Appendix – Using FINRA Reports in Your Firm’s Compliance Program
Firms have shared the following ways they have used prior FINRA publications, such as Exam Findings Reports, Priorities Letters and Reports on FINRA’s Examination and Risk Monitoring Program, to enhance their compliance programs. We encourage firms to consider these practices, if relevant to their business model, and continue to provide feedback on how they use FINRA publications.
- Assessment of Applicability: Performed a comprehensive review of the findings, observations and effective practices, and identified those that are relevant to their businesses.

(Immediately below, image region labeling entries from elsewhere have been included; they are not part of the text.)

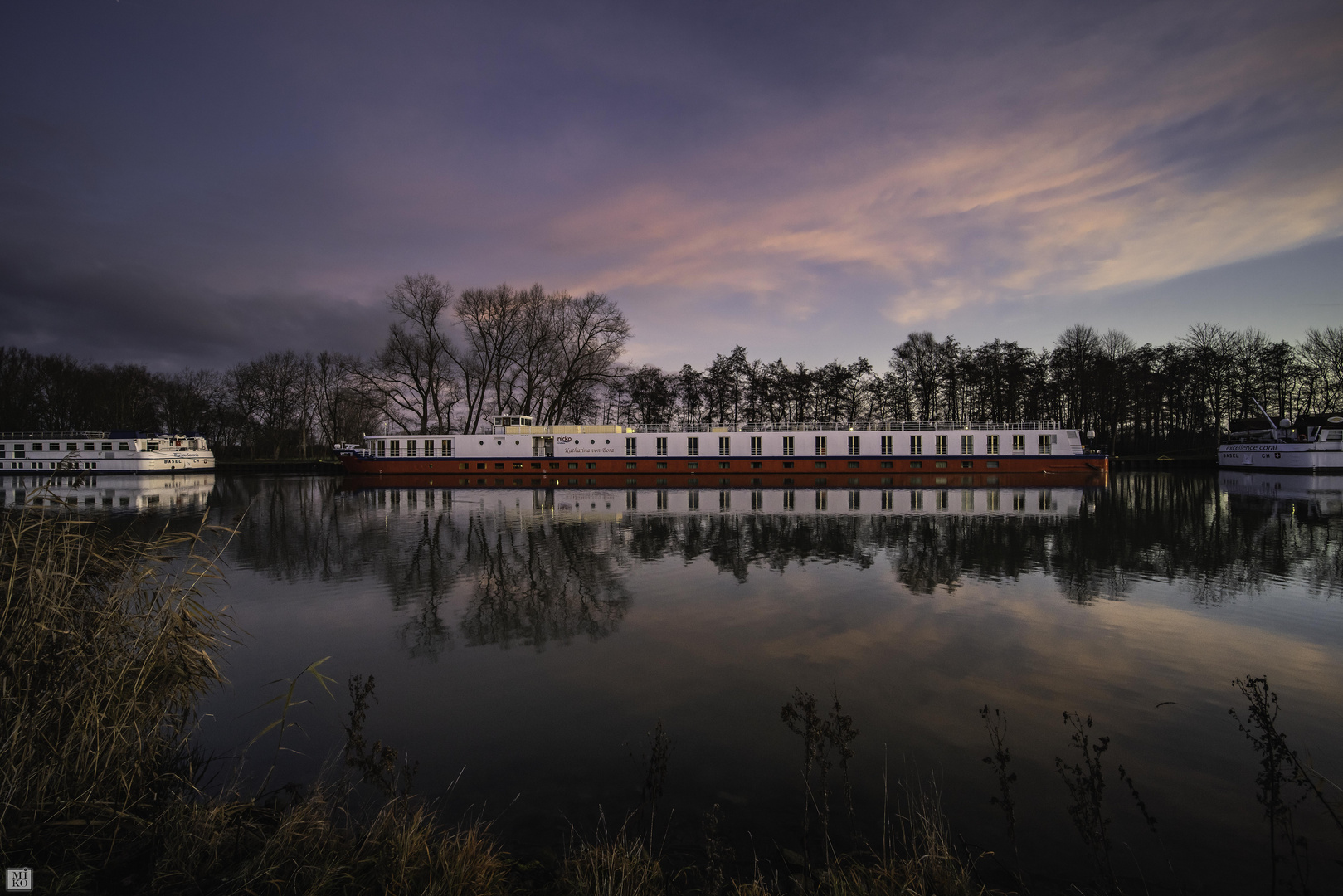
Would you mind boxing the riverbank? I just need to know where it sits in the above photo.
[0,502,1334,896]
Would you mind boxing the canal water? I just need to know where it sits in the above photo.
[2,473,1343,892]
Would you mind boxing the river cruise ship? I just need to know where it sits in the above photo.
[337,416,1109,488]
[1217,408,1343,475]
[0,430,215,475]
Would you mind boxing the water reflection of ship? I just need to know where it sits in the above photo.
[1218,470,1343,516]
[0,473,215,514]
[341,475,1094,521]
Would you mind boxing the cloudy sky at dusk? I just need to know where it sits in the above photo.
[0,0,1343,369]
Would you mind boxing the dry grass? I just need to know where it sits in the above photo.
[0,509,227,887]
[153,786,508,896]
[560,824,666,896]
[0,508,508,896]
[0,508,981,896]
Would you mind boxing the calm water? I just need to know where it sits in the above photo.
[5,473,1343,889]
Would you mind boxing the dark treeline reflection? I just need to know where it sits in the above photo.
[217,473,1343,655]
[221,477,630,657]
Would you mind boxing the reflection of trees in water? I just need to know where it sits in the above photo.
[223,478,630,657]
[462,516,630,650]
[617,473,1343,603]
[219,475,1343,647]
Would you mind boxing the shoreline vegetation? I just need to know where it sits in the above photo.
[0,274,1343,460]
[0,506,1343,896]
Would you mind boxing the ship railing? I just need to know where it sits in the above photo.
[615,421,1063,432]
[0,430,109,439]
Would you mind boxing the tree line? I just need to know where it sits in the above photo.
[0,274,1343,458]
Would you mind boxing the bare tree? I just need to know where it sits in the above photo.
[347,274,460,432]
[1300,326,1343,411]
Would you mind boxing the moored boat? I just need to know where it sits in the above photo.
[337,415,1109,488]
[1217,407,1343,473]
[0,430,215,475]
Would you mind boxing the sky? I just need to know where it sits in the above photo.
[0,0,1343,371]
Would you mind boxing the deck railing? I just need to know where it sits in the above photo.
[610,421,1063,432]
[0,430,110,441]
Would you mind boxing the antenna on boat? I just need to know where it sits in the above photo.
[1250,397,1278,439]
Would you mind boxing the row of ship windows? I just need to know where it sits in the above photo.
[384,460,998,470]
[0,454,98,470]
[0,439,202,457]
[0,442,126,457]
[377,434,1058,457]
[448,475,1036,502]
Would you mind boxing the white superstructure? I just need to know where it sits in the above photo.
[0,430,215,475]
[1217,414,1343,473]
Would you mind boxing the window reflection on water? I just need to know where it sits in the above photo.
[187,473,1343,892]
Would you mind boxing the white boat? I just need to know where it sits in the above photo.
[1217,402,1343,473]
[336,415,1109,488]
[0,430,215,475]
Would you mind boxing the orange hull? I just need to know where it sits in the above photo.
[335,455,1109,489]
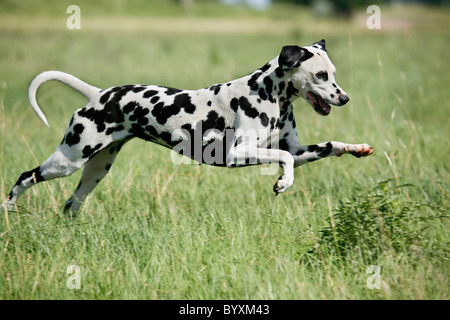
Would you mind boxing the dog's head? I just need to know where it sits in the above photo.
[278,39,349,116]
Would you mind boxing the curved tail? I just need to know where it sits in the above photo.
[28,71,100,127]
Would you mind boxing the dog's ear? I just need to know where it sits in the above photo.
[313,39,327,51]
[278,46,313,71]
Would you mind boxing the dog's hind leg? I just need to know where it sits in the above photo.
[2,145,88,210]
[64,140,128,217]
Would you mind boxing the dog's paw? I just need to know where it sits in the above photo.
[273,176,294,196]
[344,143,373,158]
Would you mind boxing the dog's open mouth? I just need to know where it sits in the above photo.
[306,91,331,116]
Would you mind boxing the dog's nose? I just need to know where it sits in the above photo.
[339,94,350,106]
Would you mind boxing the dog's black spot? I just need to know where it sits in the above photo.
[278,81,286,95]
[159,131,173,146]
[123,101,139,114]
[152,93,196,124]
[142,90,158,98]
[286,81,298,101]
[264,76,273,96]
[278,138,289,151]
[239,97,259,119]
[234,137,243,147]
[165,88,183,96]
[83,143,102,159]
[100,87,120,104]
[133,87,145,93]
[258,88,267,100]
[105,125,125,135]
[150,96,159,104]
[270,117,277,130]
[259,112,269,127]
[289,111,294,122]
[73,123,84,134]
[230,98,239,112]
[259,62,270,72]
[61,123,84,147]
[202,111,225,132]
[275,67,284,79]
[209,83,222,95]
[15,167,44,185]
[173,93,196,114]
[145,125,159,138]
[130,105,150,126]
[247,71,263,91]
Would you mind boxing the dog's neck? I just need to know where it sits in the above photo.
[242,57,299,113]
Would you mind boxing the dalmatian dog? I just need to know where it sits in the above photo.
[2,40,373,216]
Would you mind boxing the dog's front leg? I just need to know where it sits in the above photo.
[227,145,294,195]
[289,141,373,167]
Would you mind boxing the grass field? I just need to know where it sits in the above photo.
[0,1,450,299]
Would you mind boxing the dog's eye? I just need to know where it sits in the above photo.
[316,71,328,81]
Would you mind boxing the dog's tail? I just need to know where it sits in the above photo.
[28,71,100,127]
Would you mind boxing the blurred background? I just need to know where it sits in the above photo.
[0,0,450,299]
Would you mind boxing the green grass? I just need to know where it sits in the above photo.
[0,1,450,299]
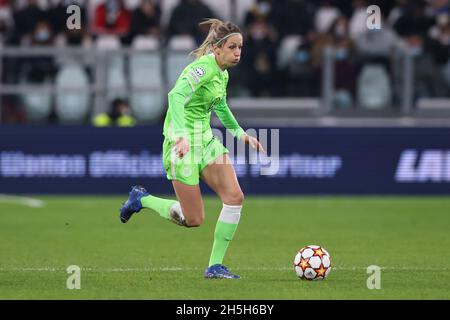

- Risk Assessment: Incorporated the topics highlighted in our reports into their overall risk assessment process and paid special attention to those topics as they performed their compliance program review.
- Gap Analysis: Conducted a gap analysis to evaluate how their compliance programs and WSPs address the questions noted in Priorities Letters and the effective practices in Exam Findings Reports, and determined whether their compliance programs have any gaps that could lead to the types of findings noted in Exam Findings Reports.
- Project Team: Created interdisciplinary project teams and workstreams (with staff from operations, compliance, supervision, risk, business and legal departments, among other departments) to:
- assign compliance stakeholders and project owners;
- summarize current policies and control structures for each topic;
- engage the legal department for additional guidance regarding regulatory obligations;
- develop plans to address gaps; and
- implement effective practices that were not already part of their compliance program.
- Circulation to Compliance Groups: Shared copies of the publications or summaries of relevant sections with their compliance departments.
- Presentation to Business Leaders: Presented to business leadership about their action plans to address questions, findings, observations and effective practices from our reports.
- Guidance: Used reports to prepare newsletters, internal knowledge-sharing sites or other notices for their staff.
- Training: Added questions, findings, observations and effective practices from our reports, as well as additional guidance from firms’ policies and procedures to their Firm Element and other firm training.